This approach has worked well in developed markets. The FTSE Research Affiliates Fundamental index (Rafi) is derived from the 1,000 companies with the highest scores on those four criteria listed on the FTSE Developed All Cap index.
Over both one and five-year periods, this Rafi product has outperformed its parent by five percentage points. So far this year it is ahead too, with a return of 19.9% to the broader basket’s 17.4%.
Yet there is a disappointing member of the Rafi family. The FTSE Rafi Emerging index consists of the 350 stocks with the best fundamental ratings drawn from the FTSE Emerging All Cap index, which it has lagged in both rising and falling markets.
Since 2008, when the wider index has gained 42.5%, the FTSE Rafi Emerging index has risen by 40.9%. In the emerging market turmoil since January, Rafi has lost 1.8 percentage points more than its parent, with a 6.8% fall.

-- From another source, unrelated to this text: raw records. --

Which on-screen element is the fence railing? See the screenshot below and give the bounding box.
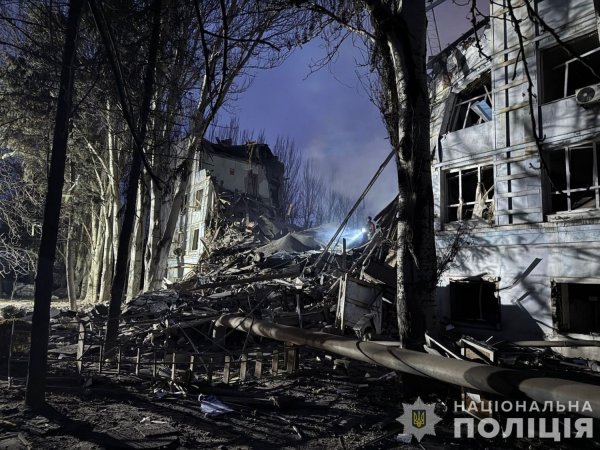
[3,318,301,388]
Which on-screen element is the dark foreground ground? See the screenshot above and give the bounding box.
[1,356,599,450]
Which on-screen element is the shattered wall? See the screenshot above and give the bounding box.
[201,140,284,209]
[166,169,216,281]
[166,141,285,282]
[431,0,600,358]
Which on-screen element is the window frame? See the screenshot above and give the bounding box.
[553,282,600,334]
[194,188,204,208]
[445,164,495,223]
[447,71,493,133]
[449,279,502,329]
[546,141,600,214]
[540,32,600,103]
[190,228,199,252]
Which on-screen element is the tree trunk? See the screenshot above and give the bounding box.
[66,218,77,310]
[366,0,437,345]
[144,151,194,290]
[95,0,163,353]
[86,208,103,303]
[98,207,113,303]
[143,175,161,290]
[109,124,121,266]
[25,0,83,408]
[126,178,147,300]
[75,223,88,300]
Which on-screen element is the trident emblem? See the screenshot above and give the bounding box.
[412,410,426,429]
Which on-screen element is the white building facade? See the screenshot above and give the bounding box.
[431,0,600,358]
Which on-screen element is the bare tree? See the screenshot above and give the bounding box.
[25,0,84,408]
[0,152,41,289]
[142,1,305,291]
[88,0,163,353]
[297,158,326,228]
[272,135,302,220]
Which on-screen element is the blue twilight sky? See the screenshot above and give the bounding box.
[223,2,487,215]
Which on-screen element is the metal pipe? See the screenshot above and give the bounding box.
[216,314,600,418]
[510,340,600,348]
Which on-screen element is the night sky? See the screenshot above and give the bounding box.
[225,2,488,215]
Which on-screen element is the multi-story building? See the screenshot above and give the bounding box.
[167,139,284,280]
[430,0,600,358]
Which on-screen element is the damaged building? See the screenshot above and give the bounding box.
[430,0,600,358]
[167,139,285,281]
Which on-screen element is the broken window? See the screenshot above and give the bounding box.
[171,231,185,256]
[450,279,501,327]
[180,193,188,214]
[190,228,199,251]
[445,164,494,222]
[448,71,492,132]
[195,189,204,208]
[246,171,258,197]
[546,142,600,213]
[554,282,600,333]
[541,32,600,103]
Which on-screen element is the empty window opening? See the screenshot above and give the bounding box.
[171,231,185,256]
[546,142,600,213]
[448,71,492,132]
[554,282,600,334]
[246,171,259,197]
[180,193,188,214]
[446,164,494,222]
[541,32,600,103]
[450,279,501,327]
[195,189,204,208]
[190,228,199,251]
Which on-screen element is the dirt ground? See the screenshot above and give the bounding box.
[0,358,432,449]
[1,300,599,449]
[3,356,598,450]
[0,298,71,313]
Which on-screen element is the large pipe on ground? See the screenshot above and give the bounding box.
[216,314,600,418]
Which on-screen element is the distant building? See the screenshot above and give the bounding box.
[167,139,284,280]
[430,0,600,358]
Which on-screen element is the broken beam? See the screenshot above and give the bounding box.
[190,268,302,291]
[216,314,600,418]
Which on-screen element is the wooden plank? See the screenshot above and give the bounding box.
[497,188,540,198]
[135,348,141,376]
[7,319,15,387]
[286,347,298,374]
[495,101,530,115]
[271,350,279,375]
[152,350,157,379]
[171,353,177,381]
[492,77,527,94]
[223,355,231,384]
[117,347,121,375]
[240,354,248,382]
[207,357,213,383]
[76,322,85,374]
[191,268,302,291]
[254,351,263,379]
[496,208,540,215]
[495,170,539,182]
[98,344,103,374]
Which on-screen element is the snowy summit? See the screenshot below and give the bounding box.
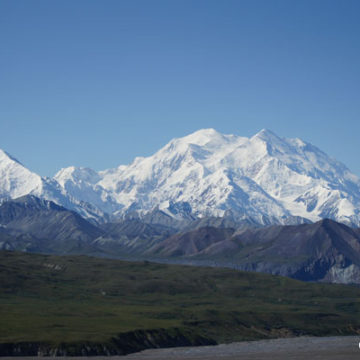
[1,129,360,226]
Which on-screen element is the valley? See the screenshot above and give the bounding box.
[1,251,360,356]
[1,129,360,356]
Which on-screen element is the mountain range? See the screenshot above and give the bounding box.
[0,195,103,254]
[1,195,360,284]
[148,219,360,284]
[2,129,360,284]
[2,129,360,226]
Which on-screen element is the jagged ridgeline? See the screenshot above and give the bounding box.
[1,251,360,356]
[1,195,360,284]
[2,129,360,226]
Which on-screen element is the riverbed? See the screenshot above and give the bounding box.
[123,336,359,360]
[2,336,359,359]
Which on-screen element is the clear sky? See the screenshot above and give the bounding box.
[1,0,360,177]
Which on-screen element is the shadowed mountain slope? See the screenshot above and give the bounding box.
[0,195,104,254]
[94,219,176,255]
[148,226,236,257]
[147,219,360,284]
[1,195,360,284]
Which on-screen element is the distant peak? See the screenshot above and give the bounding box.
[253,129,279,139]
[185,128,221,140]
[54,166,76,178]
[54,165,100,184]
[0,149,23,165]
[170,128,226,148]
[251,129,289,149]
[192,128,219,135]
[55,166,96,176]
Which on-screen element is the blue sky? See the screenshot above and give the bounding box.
[1,0,360,176]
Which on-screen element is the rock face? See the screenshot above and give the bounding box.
[0,195,103,254]
[2,129,360,226]
[94,219,176,255]
[148,227,236,257]
[147,219,360,284]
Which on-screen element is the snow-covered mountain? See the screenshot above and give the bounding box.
[54,128,360,226]
[2,129,360,226]
[54,166,121,215]
[0,150,105,222]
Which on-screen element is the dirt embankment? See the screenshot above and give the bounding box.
[0,328,214,356]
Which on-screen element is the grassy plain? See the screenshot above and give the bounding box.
[0,251,360,347]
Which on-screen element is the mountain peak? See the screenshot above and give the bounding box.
[180,128,223,145]
[252,129,282,142]
[192,128,219,136]
[0,149,22,166]
[54,166,100,184]
[0,149,44,200]
[2,128,360,227]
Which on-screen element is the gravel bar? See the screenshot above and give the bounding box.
[1,336,359,360]
[123,336,360,360]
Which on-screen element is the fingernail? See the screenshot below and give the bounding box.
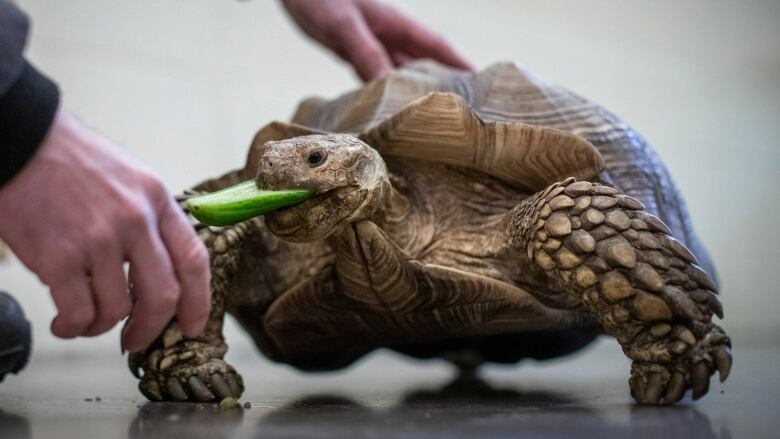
[121,317,133,351]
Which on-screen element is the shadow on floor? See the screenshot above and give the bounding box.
[628,405,729,439]
[127,401,244,439]
[122,376,729,439]
[0,409,30,439]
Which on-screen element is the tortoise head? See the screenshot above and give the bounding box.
[256,134,390,242]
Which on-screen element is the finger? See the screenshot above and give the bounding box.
[83,248,131,337]
[122,222,181,352]
[159,200,211,338]
[330,15,393,81]
[378,11,473,71]
[50,271,96,339]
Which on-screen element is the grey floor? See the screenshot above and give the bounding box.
[0,338,776,439]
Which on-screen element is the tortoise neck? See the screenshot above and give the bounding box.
[375,182,411,224]
[369,177,423,253]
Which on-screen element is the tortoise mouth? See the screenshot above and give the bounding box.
[265,185,362,238]
[273,185,356,211]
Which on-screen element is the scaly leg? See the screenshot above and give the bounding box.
[127,220,257,402]
[508,178,732,404]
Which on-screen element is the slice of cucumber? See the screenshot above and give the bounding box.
[186,180,312,226]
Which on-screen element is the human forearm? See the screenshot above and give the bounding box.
[0,0,60,186]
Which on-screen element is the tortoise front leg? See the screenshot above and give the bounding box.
[508,178,732,404]
[127,223,250,402]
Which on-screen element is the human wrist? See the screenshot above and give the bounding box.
[0,105,65,224]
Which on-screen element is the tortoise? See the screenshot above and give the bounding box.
[128,61,732,405]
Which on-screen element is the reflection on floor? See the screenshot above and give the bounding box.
[0,338,775,438]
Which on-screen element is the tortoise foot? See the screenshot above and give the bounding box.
[139,358,243,402]
[129,328,243,402]
[138,359,244,402]
[628,321,731,405]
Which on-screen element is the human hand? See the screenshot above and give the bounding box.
[282,0,473,81]
[0,109,211,352]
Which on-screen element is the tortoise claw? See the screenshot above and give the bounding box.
[210,373,234,399]
[166,377,189,402]
[139,379,163,401]
[643,373,664,404]
[691,362,710,400]
[187,376,215,402]
[714,347,732,382]
[708,293,724,319]
[663,372,686,404]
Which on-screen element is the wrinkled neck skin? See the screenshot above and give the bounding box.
[368,179,415,244]
[345,155,394,225]
[324,161,407,244]
[323,173,420,279]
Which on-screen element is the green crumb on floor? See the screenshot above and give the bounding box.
[219,396,240,410]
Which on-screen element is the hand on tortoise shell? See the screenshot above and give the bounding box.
[282,0,473,81]
[0,108,211,353]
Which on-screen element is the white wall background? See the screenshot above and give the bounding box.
[3,0,778,355]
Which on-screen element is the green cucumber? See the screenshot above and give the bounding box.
[186,180,313,226]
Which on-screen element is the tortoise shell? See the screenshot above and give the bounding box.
[227,61,712,275]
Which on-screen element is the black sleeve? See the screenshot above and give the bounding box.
[0,1,59,187]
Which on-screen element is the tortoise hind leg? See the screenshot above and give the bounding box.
[508,178,732,405]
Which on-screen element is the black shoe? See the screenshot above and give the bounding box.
[0,291,31,382]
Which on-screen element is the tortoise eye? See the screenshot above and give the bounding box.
[307,150,327,167]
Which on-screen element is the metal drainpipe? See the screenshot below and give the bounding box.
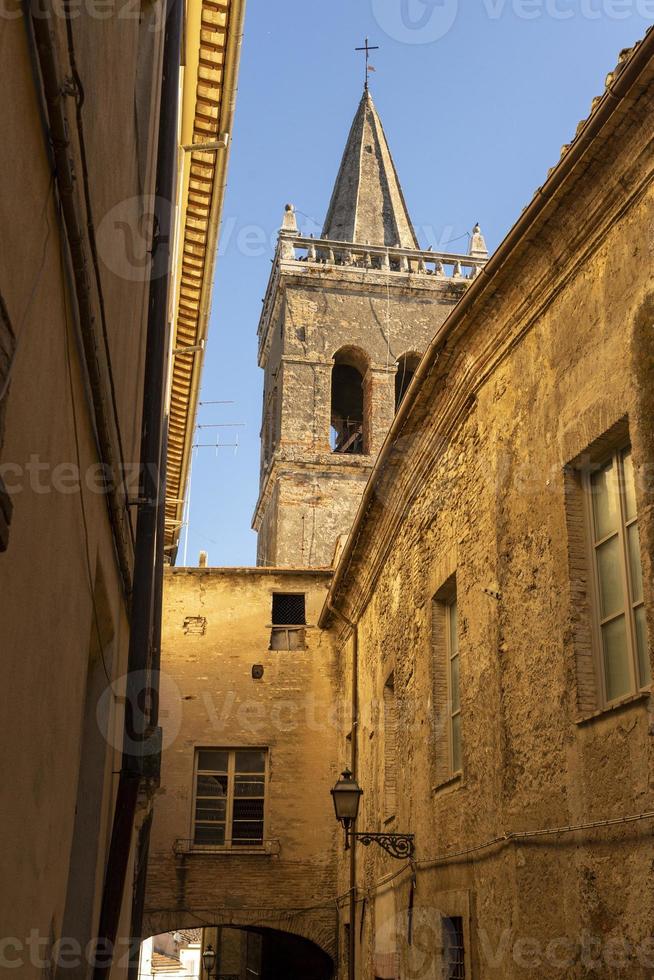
[92,0,183,972]
[328,600,358,980]
[125,414,169,980]
[150,414,169,727]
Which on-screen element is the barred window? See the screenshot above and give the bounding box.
[193,748,266,848]
[272,593,305,625]
[443,916,466,979]
[270,593,306,651]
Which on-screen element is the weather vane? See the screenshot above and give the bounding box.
[355,37,379,90]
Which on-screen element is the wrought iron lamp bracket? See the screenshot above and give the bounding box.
[350,830,414,859]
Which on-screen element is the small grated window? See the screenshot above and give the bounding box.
[443,916,466,979]
[270,594,306,651]
[272,593,306,626]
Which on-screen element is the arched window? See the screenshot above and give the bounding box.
[330,347,368,454]
[395,352,421,412]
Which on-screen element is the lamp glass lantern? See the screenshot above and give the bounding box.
[330,768,363,829]
[202,944,217,975]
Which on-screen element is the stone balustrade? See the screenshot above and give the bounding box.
[277,233,486,280]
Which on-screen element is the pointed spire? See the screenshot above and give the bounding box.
[468,222,488,259]
[322,91,419,249]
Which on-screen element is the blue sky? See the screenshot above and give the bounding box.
[181,0,652,568]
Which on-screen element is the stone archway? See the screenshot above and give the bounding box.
[143,906,338,971]
[230,926,333,980]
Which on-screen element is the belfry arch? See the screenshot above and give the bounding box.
[330,345,369,455]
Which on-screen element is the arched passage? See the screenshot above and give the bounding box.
[143,904,337,973]
[139,923,334,980]
[330,346,369,454]
[246,926,333,979]
[395,352,421,412]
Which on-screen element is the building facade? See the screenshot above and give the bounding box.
[144,568,341,976]
[0,0,244,975]
[321,32,654,980]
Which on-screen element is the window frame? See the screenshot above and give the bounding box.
[269,591,307,651]
[442,915,466,980]
[431,573,463,786]
[191,748,268,850]
[582,446,649,707]
[446,597,462,775]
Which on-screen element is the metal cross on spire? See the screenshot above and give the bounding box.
[355,37,379,90]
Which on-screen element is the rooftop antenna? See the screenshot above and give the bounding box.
[181,399,244,565]
[355,37,379,91]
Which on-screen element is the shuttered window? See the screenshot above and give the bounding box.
[432,575,462,783]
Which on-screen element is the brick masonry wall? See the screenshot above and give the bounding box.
[145,569,344,962]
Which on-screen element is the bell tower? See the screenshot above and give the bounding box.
[253,90,487,568]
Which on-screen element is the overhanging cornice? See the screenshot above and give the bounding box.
[164,0,247,558]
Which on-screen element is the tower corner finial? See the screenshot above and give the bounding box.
[469,222,489,259]
[281,203,298,234]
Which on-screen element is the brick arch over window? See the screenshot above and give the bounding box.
[143,908,338,963]
[395,351,421,412]
[330,345,370,455]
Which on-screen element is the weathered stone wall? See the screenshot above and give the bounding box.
[329,65,654,980]
[145,568,344,963]
[255,271,467,567]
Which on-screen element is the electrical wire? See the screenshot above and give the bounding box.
[59,205,111,684]
[414,808,654,869]
[439,230,471,247]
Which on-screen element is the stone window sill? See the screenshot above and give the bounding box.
[574,690,651,727]
[174,838,280,857]
[432,771,464,796]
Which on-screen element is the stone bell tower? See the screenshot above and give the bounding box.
[253,89,487,568]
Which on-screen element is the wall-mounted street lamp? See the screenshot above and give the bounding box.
[201,944,217,977]
[330,769,414,859]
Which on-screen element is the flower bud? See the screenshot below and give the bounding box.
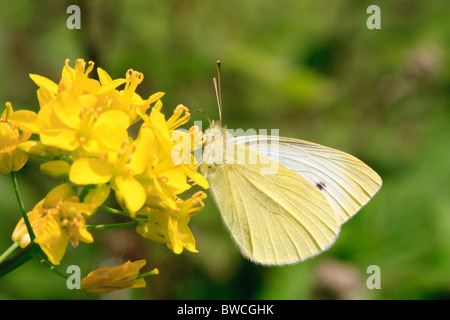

Most worryingly, Rafi has dropped by 2.5% over the past 12 months, even as the FTSE Emerging All Cap index has climbed by 0.5%.
So what has gone wrong with this smart beta approach to emerging markets?
Quite simply, it has been a question of style. An index that emphasises market capitalisation is one that rewards price momentum. It is, in essence, a growth strategy. Shares are bought as they appreciate into the index and sold as they slip out of it.
This has advantages: it is liquid, low cost, and successful when the market is looking for growth.
In contrast, the Rafi index has a far greater value bias. Taking book value into account obviously bends Rafi in that direction – as, to a lesser extent, does the prominence given to dividends.
In practice, this has left Rafi with significant allocations to both the oil sector and Russia – calls that have been contrarian for a long time now. Russia represents 14% of the Rafi index, double that of the FTSE Emerging All Cap index. Similarly, 13% of the FTSE index is held in oil and gas companies, compared with a quarter of Rafi.